More than 36% of small and medium-sized businesses were accepting Bitcoin as recently as 2020. And as many as 75% of the surveyed plan to start accepting some form of crypto within the next two years. Subway, Burger King, KFC, and Pizza Hut are just a few of the recognizable names that have begun to dabble in accepting crypto payments.
The fact that the nature of these businesses involves smaller, everyday transactions is significant. Because it represents the influx of consumers that are using decentralized currencies for purchases, instead of cash or credit.
Cryptocurrency can be used with specialized cards offered by the likes of Visa, Mastercard, or third-party integrations. Crypto is also mostly used for online purchasing. As crypto becomes used more by consumers, there may be a sort of digital payment revolution—with a new wave of POS terminals– offered by payment processing startups that focus on crypto.

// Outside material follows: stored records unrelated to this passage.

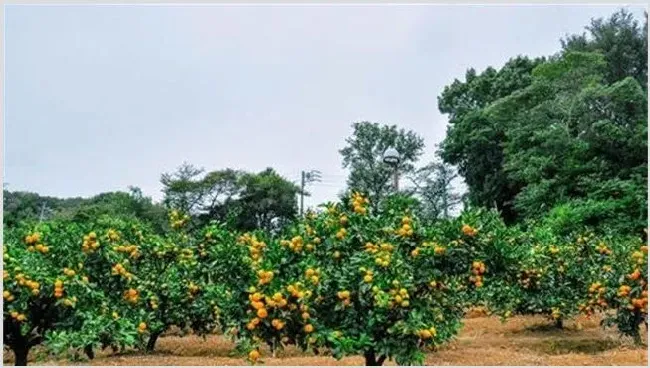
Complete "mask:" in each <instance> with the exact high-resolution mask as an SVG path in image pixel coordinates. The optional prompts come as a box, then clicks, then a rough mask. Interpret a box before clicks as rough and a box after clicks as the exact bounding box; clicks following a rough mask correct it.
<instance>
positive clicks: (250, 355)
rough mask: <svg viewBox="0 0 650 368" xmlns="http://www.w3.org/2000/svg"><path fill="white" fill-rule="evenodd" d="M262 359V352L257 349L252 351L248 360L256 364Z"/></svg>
mask: <svg viewBox="0 0 650 368" xmlns="http://www.w3.org/2000/svg"><path fill="white" fill-rule="evenodd" d="M259 358H260V352H259V351H258V350H257V349H255V350H251V352H250V353H248V359H250V361H251V362H256V361H257V360H258V359H259Z"/></svg>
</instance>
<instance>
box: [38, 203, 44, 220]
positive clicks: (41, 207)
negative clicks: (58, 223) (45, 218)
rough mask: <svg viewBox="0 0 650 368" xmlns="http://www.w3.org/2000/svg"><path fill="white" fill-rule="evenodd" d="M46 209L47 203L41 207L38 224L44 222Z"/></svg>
mask: <svg viewBox="0 0 650 368" xmlns="http://www.w3.org/2000/svg"><path fill="white" fill-rule="evenodd" d="M45 207H46V204H45V202H43V205H42V206H41V215H40V216H39V217H38V223H39V224H40V223H41V222H43V216H44V215H45Z"/></svg>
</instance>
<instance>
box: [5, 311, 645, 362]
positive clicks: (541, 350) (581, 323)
mask: <svg viewBox="0 0 650 368" xmlns="http://www.w3.org/2000/svg"><path fill="white" fill-rule="evenodd" d="M598 322H599V320H598V319H586V318H579V319H577V320H575V321H572V322H567V323H566V325H565V329H564V330H556V329H554V328H549V324H548V322H546V321H545V320H544V319H543V318H541V317H516V318H512V319H510V320H509V321H507V322H506V323H501V322H500V321H499V320H498V318H494V317H474V318H469V319H467V320H465V327H464V329H463V331H462V332H461V334H460V335H459V336H458V338H457V339H456V340H455V341H454V342H451V343H450V344H448V345H446V346H445V347H443V348H441V349H440V350H439V351H438V352H435V353H431V354H429V355H427V358H426V361H425V364H426V365H532V366H539V365H568V366H579V365H628V366H630V365H632V366H647V364H648V353H647V339H646V340H645V343H646V345H645V346H642V347H637V346H634V344H633V343H632V342H631V340H629V339H626V338H621V337H619V335H618V333H617V332H616V331H615V330H613V329H603V328H601V327H600V326H599V324H598ZM643 333H644V334H645V335H646V336H647V331H646V330H645V328H644V329H643ZM233 347H234V345H233V344H232V343H231V342H230V341H229V340H227V339H225V338H223V337H222V336H216V335H213V336H209V337H208V338H207V339H206V340H204V339H203V338H200V337H197V336H186V337H176V336H167V337H163V338H161V340H160V341H159V342H158V345H157V346H156V352H155V353H153V354H149V355H146V354H142V353H139V352H135V351H134V352H129V353H123V354H117V355H113V354H110V353H109V352H108V351H106V352H100V353H98V356H97V357H96V358H95V359H94V360H92V361H86V362H69V361H53V360H42V359H38V357H37V356H36V355H37V354H33V355H34V356H30V364H36V365H70V364H80V365H180V366H184V365H247V363H246V361H245V360H244V359H243V358H242V357H238V356H234V355H233V353H232V351H233ZM262 354H263V357H262V359H261V362H260V363H259V364H258V365H289V366H294V365H318V366H320V365H363V364H364V361H363V358H362V357H356V356H355V357H347V358H345V359H342V360H338V361H337V360H335V359H333V358H330V357H321V356H314V355H313V354H310V353H303V352H301V351H298V350H296V349H293V348H290V349H287V350H285V351H283V352H279V353H278V354H277V357H276V358H273V357H271V356H270V354H269V352H268V351H263V352H262ZM12 361H13V359H12V357H11V353H7V352H6V351H5V357H4V362H5V363H8V364H12ZM387 365H394V362H388V363H387Z"/></svg>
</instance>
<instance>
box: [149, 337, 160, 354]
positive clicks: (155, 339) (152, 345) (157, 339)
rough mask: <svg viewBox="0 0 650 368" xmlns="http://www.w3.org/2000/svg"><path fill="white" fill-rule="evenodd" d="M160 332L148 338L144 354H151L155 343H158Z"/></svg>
mask: <svg viewBox="0 0 650 368" xmlns="http://www.w3.org/2000/svg"><path fill="white" fill-rule="evenodd" d="M160 334H161V333H160V332H156V333H152V334H151V336H149V341H147V348H146V352H147V353H151V352H153V350H154V349H155V348H156V341H158V337H160Z"/></svg>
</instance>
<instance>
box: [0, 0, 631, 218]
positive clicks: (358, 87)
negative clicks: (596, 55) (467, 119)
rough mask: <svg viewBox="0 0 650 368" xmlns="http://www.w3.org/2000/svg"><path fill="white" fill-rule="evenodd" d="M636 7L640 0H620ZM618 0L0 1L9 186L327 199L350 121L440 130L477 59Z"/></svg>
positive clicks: (7, 180)
mask: <svg viewBox="0 0 650 368" xmlns="http://www.w3.org/2000/svg"><path fill="white" fill-rule="evenodd" d="M629 9H630V10H632V11H633V12H634V13H635V14H636V15H637V19H642V16H643V8H641V7H629ZM615 10H616V7H613V6H585V5H583V6H541V5H539V6H503V5H501V6H224V5H221V6H191V7H189V6H188V7H183V6H58V7H53V6H8V7H6V8H5V20H6V22H5V25H6V29H5V32H6V33H5V46H6V49H5V55H6V64H5V70H6V76H5V77H6V79H5V81H6V85H5V88H6V89H5V96H6V97H5V106H6V109H5V111H4V114H5V126H4V133H5V134H4V153H5V156H4V157H5V162H4V166H3V168H4V182H6V183H8V184H9V185H8V188H9V189H10V190H29V191H36V192H38V193H41V194H44V195H55V196H65V197H67V196H91V195H93V194H97V193H99V192H104V191H113V190H124V189H126V188H127V187H128V186H129V185H136V186H139V187H141V188H142V190H143V191H144V192H145V194H147V195H149V196H152V197H153V198H155V199H160V197H161V194H160V189H161V186H160V183H159V178H160V174H161V173H162V172H165V171H172V170H174V169H175V168H176V167H177V166H178V165H179V164H180V163H182V162H183V161H187V162H190V163H193V164H196V165H198V166H202V167H205V168H206V169H209V170H211V169H220V168H226V167H231V168H238V169H244V170H248V171H259V170H262V169H264V168H265V167H268V166H271V167H274V168H276V169H277V170H278V171H279V172H280V173H281V174H282V175H284V176H285V177H287V178H289V179H291V180H299V177H300V170H302V169H318V170H320V171H321V172H322V173H323V183H320V184H318V185H316V186H313V187H312V188H311V191H312V192H313V197H312V198H309V199H307V201H306V203H307V204H308V205H313V204H316V203H320V202H322V201H325V200H329V199H333V198H334V196H335V195H336V193H337V192H338V191H339V190H341V189H343V188H344V182H345V175H346V172H345V171H344V170H343V169H342V167H341V160H340V156H339V154H338V150H339V149H340V148H342V147H343V145H344V140H345V138H346V137H347V136H348V135H349V134H350V132H351V130H350V124H351V123H352V122H354V121H360V120H369V121H377V122H382V123H388V124H397V125H398V126H400V127H403V128H406V129H412V130H414V131H417V132H418V133H419V134H420V135H422V136H423V137H424V138H425V142H426V145H427V153H426V155H425V157H424V160H427V159H431V158H432V157H433V151H434V149H435V145H436V144H437V143H439V142H440V141H441V140H442V138H443V137H444V134H445V129H446V123H447V121H446V118H445V116H443V115H441V114H440V113H439V112H438V109H437V101H436V98H437V96H438V95H439V93H440V92H441V90H442V88H443V87H444V86H445V85H447V84H449V83H450V82H452V81H453V80H454V78H462V77H463V76H464V73H465V70H466V69H467V68H469V67H474V68H476V69H477V70H483V69H484V68H486V67H487V66H490V65H491V66H495V67H499V66H501V65H503V63H505V62H506V61H507V60H508V59H509V58H510V57H514V56H516V55H519V54H523V55H529V56H542V55H550V54H552V53H554V52H557V51H558V50H559V47H560V45H559V39H560V38H561V37H563V36H565V35H566V34H570V33H578V32H582V31H583V27H584V26H585V25H587V24H588V22H589V20H590V19H591V18H593V17H603V16H608V15H610V14H611V13H613V12H614V11H615Z"/></svg>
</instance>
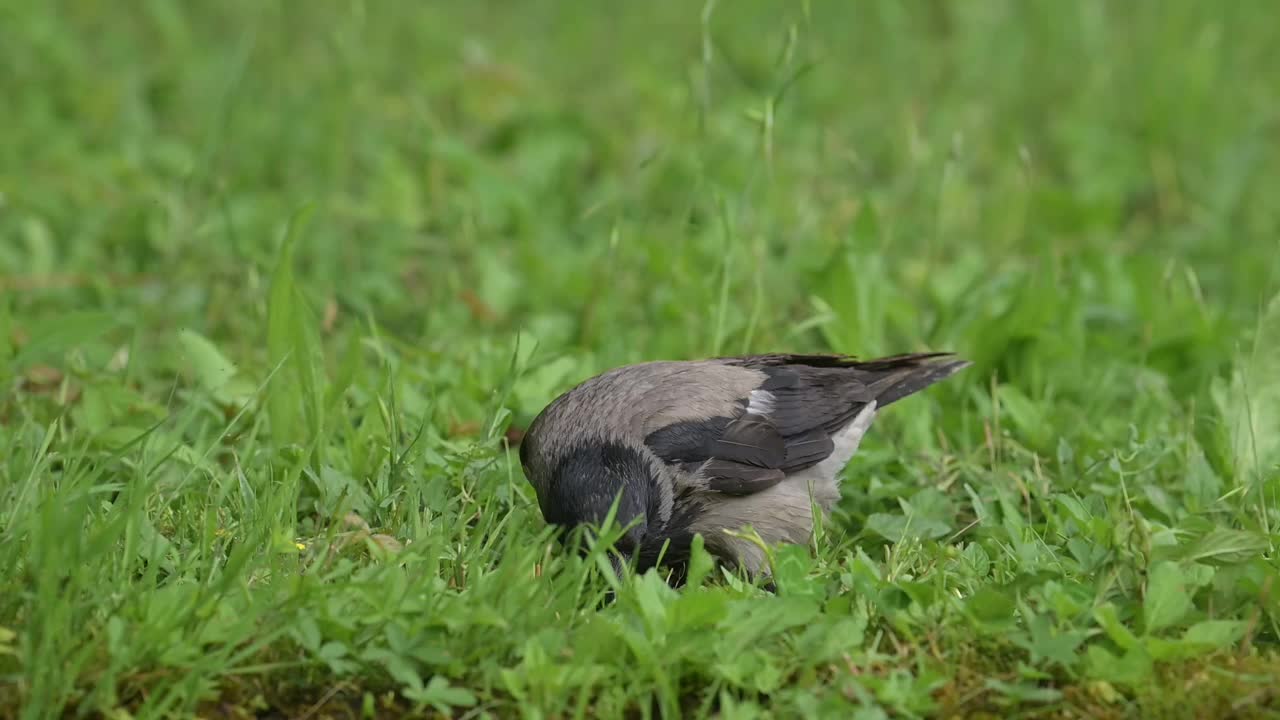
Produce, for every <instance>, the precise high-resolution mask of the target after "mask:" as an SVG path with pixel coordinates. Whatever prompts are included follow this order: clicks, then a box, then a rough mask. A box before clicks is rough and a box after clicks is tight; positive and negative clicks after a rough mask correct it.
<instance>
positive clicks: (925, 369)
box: [859, 354, 973, 407]
mask: <svg viewBox="0 0 1280 720" xmlns="http://www.w3.org/2000/svg"><path fill="white" fill-rule="evenodd" d="M945 356H947V357H954V355H951V354H946V355H945ZM938 357H942V355H934V356H933V357H931V359H924V360H923V361H909V363H906V364H895V365H888V366H884V368H877V369H874V370H872V369H870V368H865V366H864V365H859V369H868V370H870V372H877V373H890V374H895V373H901V378H902V379H901V380H899V382H895V383H892V384H890V386H888V387H886V388H884V389H883V391H882V392H879V393H878V395H877V396H876V405H877V406H878V407H884V406H886V405H890V404H891V402H896V401H899V400H901V398H904V397H906V396H909V395H914V393H916V392H920V391H922V389H924V388H927V387H929V386H932V384H934V383H940V382H942V380H945V379H947V378H950V377H951V375H954V374H956V373H959V372H960V370H963V369H965V368H968V366H969V365H973V363H970V361H969V360H948V361H942V363H938V361H933V360H936V359H938ZM904 365H905V366H904Z"/></svg>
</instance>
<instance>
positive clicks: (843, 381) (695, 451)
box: [520, 352, 970, 585]
mask: <svg viewBox="0 0 1280 720" xmlns="http://www.w3.org/2000/svg"><path fill="white" fill-rule="evenodd" d="M969 365H970V363H969V361H966V360H961V359H957V357H956V355H955V354H954V352H911V354H902V355H892V356H884V357H878V359H870V360H859V359H856V357H855V356H851V355H841V354H808V355H806V354H785V352H774V354H758V355H741V356H731V357H712V359H705V360H653V361H645V363H639V364H632V365H626V366H621V368H616V369H612V370H608V372H604V373H602V374H598V375H595V377H591V378H589V379H586V380H584V382H581V383H580V384H577V386H576V387H573V388H571V389H568V391H566V392H564V393H563V395H561V396H558V397H556V398H554V400H553V401H552V402H550V404H548V405H547V406H545V407H544V409H543V410H541V411H540V413H539V414H538V416H536V418H535V419H534V421H532V423H531V424H530V425H529V428H527V430H526V433H525V436H524V438H522V441H521V443H520V464H521V468H522V470H524V474H525V477H526V479H527V482H529V483H530V484H531V486H532V488H534V492H535V495H536V497H538V506H539V510H540V511H541V515H543V519H544V520H545V521H547V523H548V524H549V525H553V527H554V528H557V529H558V530H559V532H561V537H562V538H567V537H570V536H571V534H572V530H575V529H577V528H588V529H591V530H593V532H594V530H598V529H599V527H600V524H603V523H604V521H605V519H607V516H608V514H609V512H611V510H613V511H614V520H616V523H617V524H618V527H620V528H625V532H622V534H621V537H618V538H617V541H616V542H614V543H613V546H612V552H611V553H609V559H611V562H612V566H613V570H614V571H616V573H618V575H620V577H621V575H622V574H623V573H625V570H626V568H628V566H630V568H632V569H634V570H635V571H637V573H643V571H646V570H649V569H650V568H659V566H660V569H662V570H664V571H666V573H667V578H668V580H669V582H671V583H673V584H677V585H678V584H681V583H682V582H684V578H685V577H686V573H687V568H689V560H690V553H691V548H692V546H694V538H695V537H696V536H701V538H703V544H704V547H705V548H707V551H708V552H710V555H712V556H713V557H714V559H716V560H717V561H718V562H719V564H722V565H726V566H728V568H730V569H741V570H745V573H746V575H748V577H763V578H764V579H765V580H767V582H769V583H772V580H768V575H769V568H768V559H767V555H765V552H764V550H763V548H762V547H760V546H759V544H758V543H755V542H751V541H750V539H746V538H745V537H742V534H741V533H735V530H744V529H746V528H748V527H750V528H753V529H754V530H755V533H756V534H758V536H759V539H763V541H764V542H765V543H767V544H778V543H795V544H806V543H809V542H810V539H812V537H813V530H814V515H815V514H814V509H817V510H818V511H820V512H822V515H823V516H827V515H829V512H831V510H832V509H833V507H835V506H836V503H837V501H838V500H840V496H841V474H842V471H844V469H845V466H846V465H847V464H849V462H850V460H851V459H852V456H854V454H855V452H856V451H858V447H859V445H860V442H861V441H863V437H864V436H865V434H867V432H868V429H869V428H870V427H872V423H873V420H874V419H876V416H877V414H878V413H879V411H882V410H883V409H884V407H887V406H888V405H891V404H893V402H896V401H899V400H901V398H904V397H906V396H909V395H913V393H916V392H919V391H922V389H924V388H927V387H929V386H932V384H934V383H937V382H940V380H943V379H946V378H948V377H951V375H954V374H955V373H957V372H959V370H961V369H964V368H966V366H969ZM614 503H616V509H614ZM584 548H585V546H580V550H584ZM584 551H585V550H584Z"/></svg>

A new financial service that a few banks are now offering is called Real-time payments (RTP). With digital payments, one inconvenience for merchants can be the settlement wait time. Most credit card batches take a day or two to settle into the merchant’s account.
But with innovation, RTP has been born. RTP are transactions that are initiated and settled almost instantaneously. The real-time payment network aims to provide access 24x7x365. Which means it is always online to process payments. Including weekends and holidays. A rarity in the financial industry.
Financial institutions such as Citizens Bank, Bank of America, and PNC are among the first to adopt this technology.
As you can see, electronic and digital payment options range from wallets stored on your phone to QR codes to the traditional swiping of a physical credit card. The digital payments industry is expected to reach $19.89 trillion by 2026, with a 24.4% CAGR, so it’s a rapidly expanding place with hundreds of startups.
But the overarching theme of digital payments seems to be convenience. As many as 70% of consumers say they wish they could ditch their wallets. Preferring instead, the convenience of paying without cash, or even without a physical piece of plastic.
Electronic and digital payments offer the security, speed, and convenience these consumers are seeking for purchases. Without a doubt, the future of this industry lies in anything that can make it as convenient as possible.
Leading some to suggest that the ultimate future of electronic payments may be biometric…that is, a thumbprint or a facial recognition system. But that’s a story for a different purchase.